Patron Book Review: Chili Dawgs Always Bark at Night by Lewis Grizzard

By Haywood County Library | Jul 23, 2013

Reviewed by library patron David Caldwell

Unfortunately, Lewis Grizzard has pretty much vanished from bookstores. He did pass away back in 1994, so a lot of his books are showing their age. But amazingly enough, a lot of the stuff he talks about is still relevant today. His books are collections of his newspaper articles so at times some things get repeated or covered in a slightly different way. While most of the articles are (sarcastically) funny, others are touching.

For those who may not be familiar with Lewis Grizzard, he was a Southern journalist/comedian. You can think of him as a cross between Jeff Foxworthy and Dave Barry, or perhaps Larry the Cable Guy and Andy Rooney. He often poked fun at his fellow Southerners. But he was always laughing with them, never at them. This is what a lot of people never figure out. If you are making fun of a group of which you are a member, it is not the same as an outsider doing it. A lot of the things Lewis Grizzard said could be taken the wrong way. But he was using sarcasm to prove how silly what he was talking about really was. He wasn't really agreeing with those things.

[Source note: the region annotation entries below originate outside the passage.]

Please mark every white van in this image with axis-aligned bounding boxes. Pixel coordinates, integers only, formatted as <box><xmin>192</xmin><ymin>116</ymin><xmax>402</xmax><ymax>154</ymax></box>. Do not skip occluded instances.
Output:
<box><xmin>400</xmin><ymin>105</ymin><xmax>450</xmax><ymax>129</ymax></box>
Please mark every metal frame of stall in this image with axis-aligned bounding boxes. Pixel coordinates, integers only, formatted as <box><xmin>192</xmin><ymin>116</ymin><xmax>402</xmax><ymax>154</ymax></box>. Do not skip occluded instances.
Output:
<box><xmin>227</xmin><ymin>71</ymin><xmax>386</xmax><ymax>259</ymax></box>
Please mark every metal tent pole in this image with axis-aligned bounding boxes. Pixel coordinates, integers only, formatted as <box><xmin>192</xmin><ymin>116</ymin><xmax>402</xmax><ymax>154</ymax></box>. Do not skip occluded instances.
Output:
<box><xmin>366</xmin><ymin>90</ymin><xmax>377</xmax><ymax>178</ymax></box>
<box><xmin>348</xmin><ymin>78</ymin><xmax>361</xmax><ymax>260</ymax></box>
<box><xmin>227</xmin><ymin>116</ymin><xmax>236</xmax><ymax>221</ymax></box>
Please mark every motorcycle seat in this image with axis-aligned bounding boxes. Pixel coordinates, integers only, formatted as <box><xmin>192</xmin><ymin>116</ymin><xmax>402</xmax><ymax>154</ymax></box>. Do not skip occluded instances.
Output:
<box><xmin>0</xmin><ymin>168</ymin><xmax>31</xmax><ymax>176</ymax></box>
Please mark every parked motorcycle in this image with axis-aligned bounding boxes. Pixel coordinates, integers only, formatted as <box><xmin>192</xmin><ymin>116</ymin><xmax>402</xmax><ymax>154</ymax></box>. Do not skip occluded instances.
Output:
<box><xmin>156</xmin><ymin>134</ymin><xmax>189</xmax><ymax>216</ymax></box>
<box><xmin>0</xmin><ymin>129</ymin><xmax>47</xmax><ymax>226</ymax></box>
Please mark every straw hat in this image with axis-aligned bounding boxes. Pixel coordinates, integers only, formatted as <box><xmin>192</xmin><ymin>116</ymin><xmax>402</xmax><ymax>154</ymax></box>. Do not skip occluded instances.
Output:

Like I pointed out earlier, Mr. Grizzard passed away in 1994. This fact makes his last article especially poignant. He talks about all of the changes he expects by the year 2000. He would have been 53 in 2000. Not only was it a shame that he didn't live to see the new century, but he was only 47 when he died. As he would have said, that wasn't nearly as old as it used to be. It also makes me wonder what he would have thought about 2013 where things that were just starting when he was alive have exploded in our culture. How would a man who was still using a typewriter in 1989 react to Twitter, Facebook and the rest of the Internet? Would he still be writing about how annoying junk mail is, but now be talking about e-mail spam? What would he say about the national debt now when he envisioned it would be so high by 2000 that we would have to sell a few states to pay it off? He would definitely have had something to say about how texting has eroded the proper use of English even more.

Yes, parts are dated now, but it is still laugh-out-loud funny in parts. Maybe I am just getting old, but reading a book talking about the concerns and problems of just over 20 years ago made me realize how much things have changed in that time. All of the devices that seem to have taken over our lives when they were meant to make them easier.

To wrap up this ramble, I am going to tell a story that I think would have appealed to Lewis Grizzard. My friend and I went to a movie theater a few days ago. When we walked into the lobby, there was a display for the movie Gatsby. I looked at my friend and said you could not pay me to see that movie. (I have never been much of a fan of F. Scott Fitzgerald. Sorry.) My friend responded that he would also be passing on the movie since he never enjoyed the book when he had to read it in high school. (We both enjoy reading very much.) The teenage ticket taker overheard our conversation since he was taking our tickets at the time. He looked at us and in all seriousness asked us, "Is it a book?" I would have loved to have read the article that Mr. Grizzard would have written about that encounter.